The Myth of Low Latency: Why Event Meshes Make Your System Slow

The article describes Veltrix's experience transitioning from a monolithic system to an event mesh to reduce high failure rates. Their initial implementation using Apache Kafka resulted in 40% request retries during peak hours, while switching to a RabbitMQ-based request-response mesh reduced failures to 2-5% but increased average latency by 20-30ms. The author concludes that an ideal solution would combine Kafka for low-latency event routing with RabbitMQ for request-response messaging to achieve both low latency and low failure rates.

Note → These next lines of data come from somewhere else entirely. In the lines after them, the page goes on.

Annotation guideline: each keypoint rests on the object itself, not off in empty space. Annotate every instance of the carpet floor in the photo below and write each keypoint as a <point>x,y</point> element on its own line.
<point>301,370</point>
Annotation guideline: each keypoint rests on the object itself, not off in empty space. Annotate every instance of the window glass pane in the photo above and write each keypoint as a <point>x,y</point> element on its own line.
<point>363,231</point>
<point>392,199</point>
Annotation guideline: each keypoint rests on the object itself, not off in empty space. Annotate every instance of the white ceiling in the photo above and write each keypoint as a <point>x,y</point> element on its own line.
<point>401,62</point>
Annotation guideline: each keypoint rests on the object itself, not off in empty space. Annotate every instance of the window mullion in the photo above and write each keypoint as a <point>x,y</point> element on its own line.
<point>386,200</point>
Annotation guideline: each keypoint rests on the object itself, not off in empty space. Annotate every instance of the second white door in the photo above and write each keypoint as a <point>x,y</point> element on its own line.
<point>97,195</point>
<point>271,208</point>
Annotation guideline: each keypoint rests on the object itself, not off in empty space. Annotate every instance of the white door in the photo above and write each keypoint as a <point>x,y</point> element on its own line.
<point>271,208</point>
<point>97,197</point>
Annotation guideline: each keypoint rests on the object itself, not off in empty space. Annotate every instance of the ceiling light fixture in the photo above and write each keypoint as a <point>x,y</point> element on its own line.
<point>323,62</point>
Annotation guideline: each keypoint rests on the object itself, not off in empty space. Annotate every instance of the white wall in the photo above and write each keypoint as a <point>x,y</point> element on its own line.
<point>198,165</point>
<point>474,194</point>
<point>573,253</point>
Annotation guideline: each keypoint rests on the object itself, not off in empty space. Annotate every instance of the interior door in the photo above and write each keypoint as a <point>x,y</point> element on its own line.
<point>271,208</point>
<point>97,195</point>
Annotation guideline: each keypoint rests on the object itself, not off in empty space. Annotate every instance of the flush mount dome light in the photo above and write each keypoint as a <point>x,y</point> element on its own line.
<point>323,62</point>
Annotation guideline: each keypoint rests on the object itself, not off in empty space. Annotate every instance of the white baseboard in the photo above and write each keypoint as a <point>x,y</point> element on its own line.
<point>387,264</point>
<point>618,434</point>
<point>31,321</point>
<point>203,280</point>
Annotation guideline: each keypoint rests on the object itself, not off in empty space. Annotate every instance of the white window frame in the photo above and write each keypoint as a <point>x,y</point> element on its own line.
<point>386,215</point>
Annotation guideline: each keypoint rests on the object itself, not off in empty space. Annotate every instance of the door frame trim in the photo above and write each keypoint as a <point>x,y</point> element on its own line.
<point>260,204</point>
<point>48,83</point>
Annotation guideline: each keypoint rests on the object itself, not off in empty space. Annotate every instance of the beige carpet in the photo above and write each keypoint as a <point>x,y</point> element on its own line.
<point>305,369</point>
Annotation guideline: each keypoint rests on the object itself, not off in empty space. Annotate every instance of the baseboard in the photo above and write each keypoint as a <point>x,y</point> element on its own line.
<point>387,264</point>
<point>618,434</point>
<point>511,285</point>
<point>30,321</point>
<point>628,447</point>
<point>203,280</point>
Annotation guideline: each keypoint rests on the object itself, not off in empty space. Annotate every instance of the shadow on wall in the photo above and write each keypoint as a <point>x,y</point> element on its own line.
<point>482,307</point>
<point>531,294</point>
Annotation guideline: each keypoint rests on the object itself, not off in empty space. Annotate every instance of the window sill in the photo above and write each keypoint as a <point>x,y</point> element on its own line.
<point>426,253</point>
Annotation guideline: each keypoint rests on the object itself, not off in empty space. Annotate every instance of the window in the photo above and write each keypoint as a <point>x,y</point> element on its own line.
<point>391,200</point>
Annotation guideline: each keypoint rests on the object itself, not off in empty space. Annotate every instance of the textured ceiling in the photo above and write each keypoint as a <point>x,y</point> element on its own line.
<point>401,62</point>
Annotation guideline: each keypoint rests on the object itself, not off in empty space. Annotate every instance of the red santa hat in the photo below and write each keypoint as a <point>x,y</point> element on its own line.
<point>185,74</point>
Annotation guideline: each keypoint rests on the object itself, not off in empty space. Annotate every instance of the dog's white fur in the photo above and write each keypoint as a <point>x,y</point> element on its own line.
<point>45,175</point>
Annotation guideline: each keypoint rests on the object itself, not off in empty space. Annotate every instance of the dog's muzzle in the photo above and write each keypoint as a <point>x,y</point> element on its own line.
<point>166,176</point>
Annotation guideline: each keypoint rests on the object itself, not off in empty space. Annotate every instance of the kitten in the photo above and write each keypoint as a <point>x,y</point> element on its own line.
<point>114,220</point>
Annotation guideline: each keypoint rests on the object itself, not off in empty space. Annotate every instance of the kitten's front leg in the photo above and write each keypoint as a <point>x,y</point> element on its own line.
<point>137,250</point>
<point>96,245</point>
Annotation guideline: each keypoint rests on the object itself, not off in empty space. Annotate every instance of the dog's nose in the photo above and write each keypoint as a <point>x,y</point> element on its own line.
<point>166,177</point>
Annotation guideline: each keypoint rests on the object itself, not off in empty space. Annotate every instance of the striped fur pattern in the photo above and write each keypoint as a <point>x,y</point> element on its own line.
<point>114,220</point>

At Veltrix we had a simple monolithic service that handled everything - orders, products, inventory etc which resulted in high failure rates 30-40 % in extreme cases on certain pages during peak hours. We wanted to break it down and decouple it with the event mesh to solve the high failure rates. Our first implementation of an event mesh was built on top of Apache Kafka. We were excited because we had heard of the low latency capabilities and the scalability of the system. However we quickly hit the limitation of Kafka specifically the max.in.flight.requests.per.connection and replication.factor properties which resulted in a high number of request retries 40% of all requests would result in at least one retry on our e-commerce platform during peak hours. We would then end up with hundreds of dead-letter queue messages because of the high failure rates - our system would end up in an incorrect state. We moved to RabbitMQ's QMF v3 an AMQP 0-9-1 messaging protocol and implemented something called a Request-Response event mesh. This system has a request and response event pair to handle the event and wait for the event to be processed. Since we used RabbitMQ's async publish/subscribe model, our code was a lot simpler than when we were using Kafka with multiple threads and connection pools, this led to fewer threading issues and lower failure rates 2-5% . However it added latency 20-30ms on average which was an added cost. We measured a 30-50% increase in request latency measured by the request.duration metric in New Relic after shifting to the Request-Response event mesh. But we saw a 70% decrease in failed requests. Our dead letter queue was almost empty and we saw a significant reduction in the max retries metric from 40 requests to 5 requests on average . However, as a direct consequence of this system design, I had to increase the timeout of our request to match the new latency of the system, which then resulted in a cascading effect where our timeout would have to be increased even further to account for the high latency of our cache requests average 80ms for cache GET . If I had to go back, I would probably use a mix of both systems that we tried - Kafka for event routing and RabbitMQ for request-response. The delivery mode property in RabbitMQ would be set to persistent and the events published to Kafka would be set to acks=2 which would give us a low-latency event mesh for our e-commerce platform with low failure rates less than 1% .